This is the only recipe I have used to make pâté. It was very good.

ETA: Some recipes recommend poking several times with a fork to reduce splatter.


Wow, 5.0 stars after 5200 ratings.

I guess the fork poking lets some of the water-based liquids get out without having to form a steam bubble and pop their way out.

That’s next on my list. One of my MIL’s bridge friends used to give her some that she liked, but I found it grainy, rather than “Silky smooth” as F&W describes Pépin’s at the link Beefeater posted. I’m going to give that one a shot.


I’ve read through the recipe and see it just calls for salt to taste at the food processor stage. Just to get a round idea - how much do you blend in at the end?

I marinate mine in buttermilk and hot sauce. Yes, poking them does help. And salt when they com off.


I’m not going to be much help. It has been a couple of years since I made this. I rarely have unsalted butter so I probably used salted butter and left it at that.
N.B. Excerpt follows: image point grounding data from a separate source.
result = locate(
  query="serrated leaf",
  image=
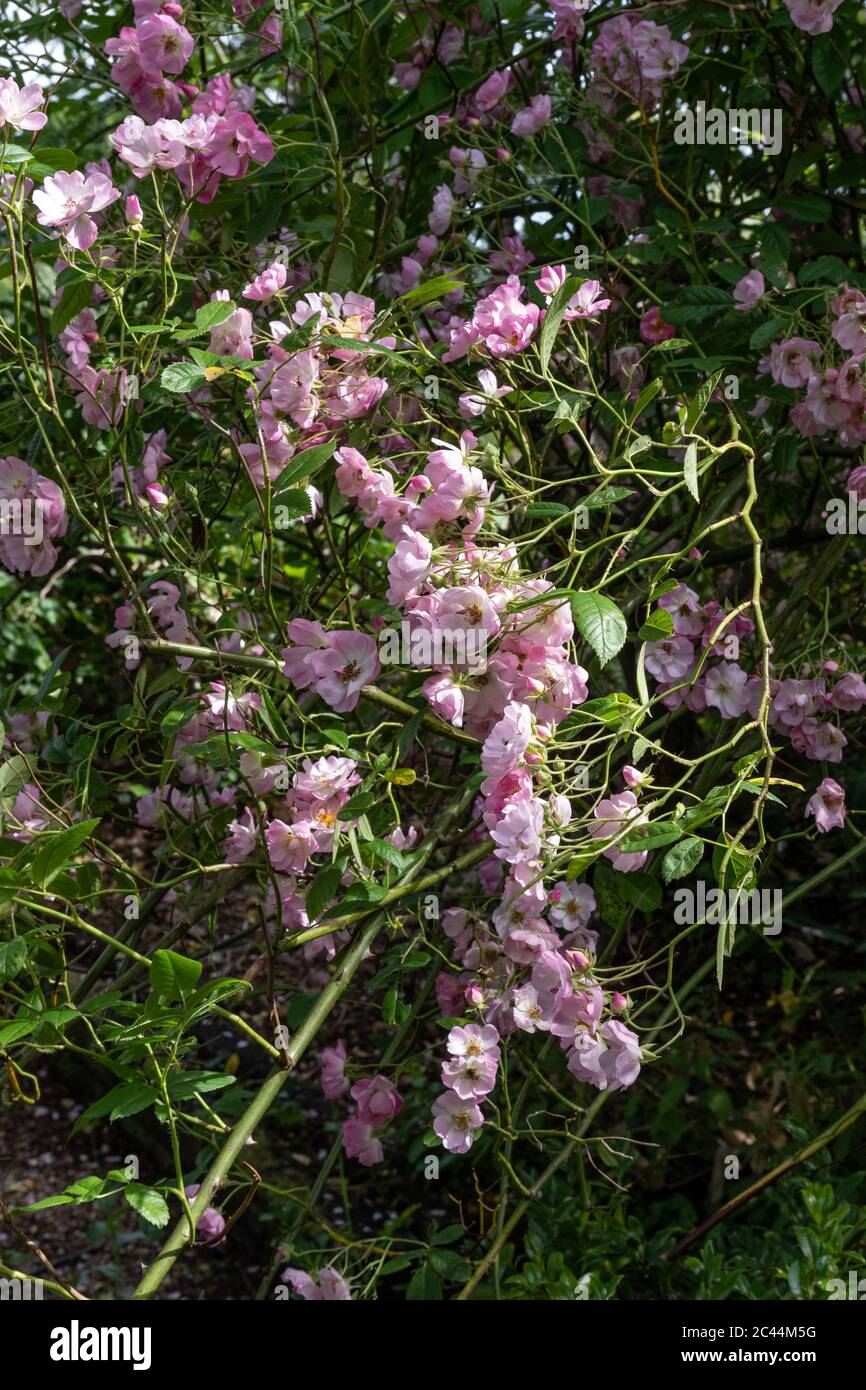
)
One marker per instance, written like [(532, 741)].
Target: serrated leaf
[(181, 377), (59, 851), (649, 836), (430, 291), (699, 402), (174, 976), (599, 623), (71, 302), (681, 858), (690, 470), (553, 319), (148, 1203), (303, 466), (658, 626), (118, 1102), (13, 958)]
I not a person who uses a lot of salt when I cook. I guess my advice would be to taste after you have added the butter and let your taste buds be your guide.
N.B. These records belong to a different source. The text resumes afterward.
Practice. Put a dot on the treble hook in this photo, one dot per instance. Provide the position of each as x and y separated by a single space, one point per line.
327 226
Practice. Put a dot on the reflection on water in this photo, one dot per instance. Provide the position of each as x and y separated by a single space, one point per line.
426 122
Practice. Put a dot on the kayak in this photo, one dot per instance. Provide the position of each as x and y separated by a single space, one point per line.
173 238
I have made Julia Child chicken liver mousse many dozens times. Stupid easy, always rave reviews. Re textural (grainy) issues, just let the blender rip! Most recipes suggest the minimum. A minute or so extra → silk!

Next level = Rumaki pate. Everything you love about the classic chicken liver/water chestnut/bacon appetizer in a spreadable paté.
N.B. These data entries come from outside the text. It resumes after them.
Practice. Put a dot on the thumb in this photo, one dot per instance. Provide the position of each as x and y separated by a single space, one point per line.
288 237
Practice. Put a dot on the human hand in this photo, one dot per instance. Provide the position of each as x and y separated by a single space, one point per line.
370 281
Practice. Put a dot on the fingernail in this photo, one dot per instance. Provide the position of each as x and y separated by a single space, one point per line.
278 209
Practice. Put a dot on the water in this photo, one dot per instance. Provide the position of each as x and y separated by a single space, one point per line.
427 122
Consider doubling either recipe because these spreads WALK!


i just put about 1 tablespoon of oil in the skillet, maybe a touch more if they look dry when I flip them.

As far as spatter, I do have a lid for my skillet. Like most of my cooking equipment, I found it at Goodwill. It says Caphalon on it and appears to be oven-safe. So my oven stays clean – no splatters.

Thanks for the gravy idea. Making a roux has been one of those challenges I have not been all that successful with – maybe one day I’ll master it.

My flour, egg wash, breadcrumb dredging process I learned from my mother. I really don’t know its origins, I can only assume her father taught her this method. It’s funny… a lot of times I do a procedure out of habit and don’t really know why.

Sunshine HATES black pepper, so I always substitute something else for pepper in recipes, usually some type of chili powder. But yes… you should definitely use the spices you like.